In the present study, we sought to screen a library of FDA-approved compounds to rapidly identify new, non-GBM drugs that could be readily introduced into GBM clinical trials. Using a platform that employed a wide range of human GBM lines, including clinically relevant patient-derived primary GBM lines, our screening uncovered 22 compounds from different classes with anti-neoplastic activity in GBM. Among others, the cardiovascular drugs statins showed high efficacy in reducing tumor growth both in vitro and in vivo, drawing our attention to these relatively non-toxic cholesterol lowering drugs. The present study demonstrates the potency of pitavastatin relative to other statins. Importantly, our results demonstrated that co-administration of pitavastatin with low-dose chemotherapy, greatly increased the potency of the latter, lowering the IC50 values for irinotecan by 40- to 70-fold, with few adverse effects. Experimentally, we found that statins independently induced autophagy in GBM and that statins may potentiate chemotherapeutic agents by inhibiting MDR-1 function. This was consistent with in silico screening results using our virtual tumor cell technology, which suggested that pitavastatin affects cell viability by inducing autophagy.
Cholesterol has a key role in cell membranes, cell metabolism, cell signaling and has been implicated in tumor development and progression. Therefore, as cholesterol-lowering agents, questions about the anti-tumor effects of statins have been already posed
[42, 43]. Statins decrease cholesterol levels by inhibiting the enzyme HMG-CoA reductase in the liver. In addition, mevalonate, and isoprenoid intermediates such as geranylgeranylpyrophosphate (GGPP) and farnesylpyrophosphate (FPP) in the cholesterol synthesis pathway are also depleted after statin treatment
. Another intermediate, dolichol, an essential substrate for protein N-glycosylation, is also blocked by statins
[45, 46]. Considering that GBMs are highly proliferative taking up large quantities of cholesterol, potentially they may be vulnerable to statin treatment
[47, 48]. However, the mechanism of sensitivity of GBM to statins has not been elucidated. Recent studies have shown that statins may have an anti-GBM effect in xenograft mouse models, by targeting the low-density lipoprotein receptor (LDLR), inducing apoptosis via ERK/AKT pathway
[20, 47]. Other data hypothesize that statins may inhibit tumor growth by inducing autophagy via the NF-κB pathway in human colon cancer cell line
. Our data obtained in both stable cell lines and primary patient samples clearly demonstrated that pitavastatin induced macro-autophagy in GBM cells
[20, 21]. Further experiments are now ongoing to investigate the signaling pathway(s) involved in this effect.

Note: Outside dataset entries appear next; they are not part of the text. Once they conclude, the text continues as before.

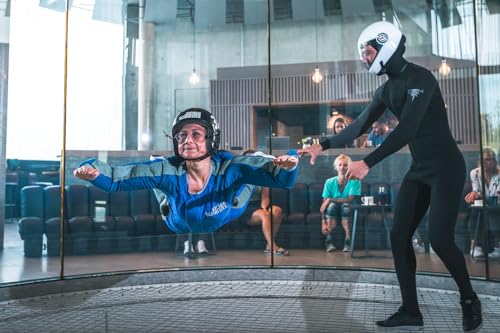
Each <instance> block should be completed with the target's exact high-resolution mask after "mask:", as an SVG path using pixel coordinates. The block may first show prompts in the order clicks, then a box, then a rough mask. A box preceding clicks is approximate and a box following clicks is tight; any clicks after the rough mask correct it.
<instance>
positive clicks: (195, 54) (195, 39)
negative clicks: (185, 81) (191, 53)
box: [189, 2, 200, 86]
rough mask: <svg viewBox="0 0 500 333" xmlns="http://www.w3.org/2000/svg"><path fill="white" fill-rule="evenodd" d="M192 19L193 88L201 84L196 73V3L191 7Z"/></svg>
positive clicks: (190, 83) (189, 79)
mask: <svg viewBox="0 0 500 333" xmlns="http://www.w3.org/2000/svg"><path fill="white" fill-rule="evenodd" d="M191 17H192V18H193V72H192V73H191V75H190V76H189V84H190V85H192V86H196V85H198V83H200V76H199V75H198V74H197V73H196V66H195V64H196V24H195V17H194V2H193V7H191Z"/></svg>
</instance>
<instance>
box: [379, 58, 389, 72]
mask: <svg viewBox="0 0 500 333" xmlns="http://www.w3.org/2000/svg"><path fill="white" fill-rule="evenodd" d="M385 73H387V67H386V66H385V65H384V62H383V61H382V60H380V72H379V74H378V75H383V74H385Z"/></svg>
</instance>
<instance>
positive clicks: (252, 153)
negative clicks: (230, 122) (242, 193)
mask: <svg viewBox="0 0 500 333" xmlns="http://www.w3.org/2000/svg"><path fill="white" fill-rule="evenodd" d="M243 155H264V154H263V153H260V152H256V151H255V150H251V149H249V150H246V151H245V152H243ZM264 156H265V155H264ZM247 212H249V214H246V215H245V216H246V218H244V220H245V221H247V223H248V225H261V226H262V233H263V234H264V238H265V239H266V248H265V250H264V253H265V254H267V255H271V254H273V255H275V256H287V255H289V252H288V250H287V249H284V248H282V247H281V246H279V245H278V244H276V242H275V240H274V236H275V235H276V234H277V233H278V231H279V228H280V225H281V222H282V220H283V210H282V209H281V207H279V206H277V205H270V199H269V187H261V186H256V187H255V189H254V192H253V193H252V196H251V197H250V202H249V203H248V208H247ZM271 225H272V234H271ZM271 251H272V253H271Z"/></svg>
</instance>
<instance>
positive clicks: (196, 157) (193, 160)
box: [181, 153, 211, 162]
mask: <svg viewBox="0 0 500 333" xmlns="http://www.w3.org/2000/svg"><path fill="white" fill-rule="evenodd" d="M210 155H211V154H209V153H206V154H205V155H203V156H202V157H196V158H184V157H181V159H183V160H185V161H193V162H197V161H203V160H204V159H205V158H207V157H210Z"/></svg>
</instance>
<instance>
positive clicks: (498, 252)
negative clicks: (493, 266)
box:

Importantly, we have shown that pitavastatin potentiated the anti-tumor effects of low-dose irinotecan, a topoisomerase inhibitor. Pitavastatin is know to be a substrate of the multi-drug resistance protein, MDR-1, which is overexpressed in GBM upon drug treatment and is partly responsible for the resistance of GBM to chemotherapy. Our data indicate that, in combination with irinotecan, pitavastatin suppressed glycosylation of MDR-1, thereby inhibiting its function and allowing irinotecan to accumulate intracellularly
[37, 39, 40]. Accumulation of irinotecan is likely responsible for the increased apoptosis in the presence of pitavastatin. The MDR-1 expression in cancer cells can be a significant obstacle to the success of chemotherapy. Many MDR-1 inhibitors have been extensively tested in clinical trials but the results have been inconclusive. According to TCGA data, down-regulated ABCB1 (MDR-1) predicted better survival of GBM patients. Combining a statin with a chemotherapeutic agent represents a powerful, potential strategy for circumventing resistance and significantly enhancing efficacy. Here we have confirmed that pitavastatin may improve the therapeutic response to TOPO-1 inhibitors, by inhibiting MDR-1 function, and may be beneficial for GBM patients. It remains to be determined whether other statins exert a similar or a different anti-neoplastic mechanism as compared to pitavastatin, and whether different subtypes of GBM have different sensitivity to pitavastatin or display other mechanisms for statin actions. GBM is a complex and heterogeneous disease that likely accounts for the different results obtained across various studies.
Irinotecan is broadly used in solid cancer therapy, especially in combination with other drugs
[50, 51]. In clinical use, the toxicity of irinotecan is generally manageable and reversible
[52, 53]. However, in some patients it may lead to severe side effects, such as diarrhea and neutropenia that can be life threatening. In our animal model, co-administration of pitavastatin allowed for a reduced dosage of irinotecan and avoided drug toxicity at higher dosage. These data indicate a new strategy to develop better irinotecan-based drug combination.
Based on the promising results of our present study, we are now undertaking additional preclinical studies of GBM to optimize dosing and characterize efficacy, thus providing a solid basis for a clinical trial with pitavastatin and irinotecan for the treatment of glioblastoma patients.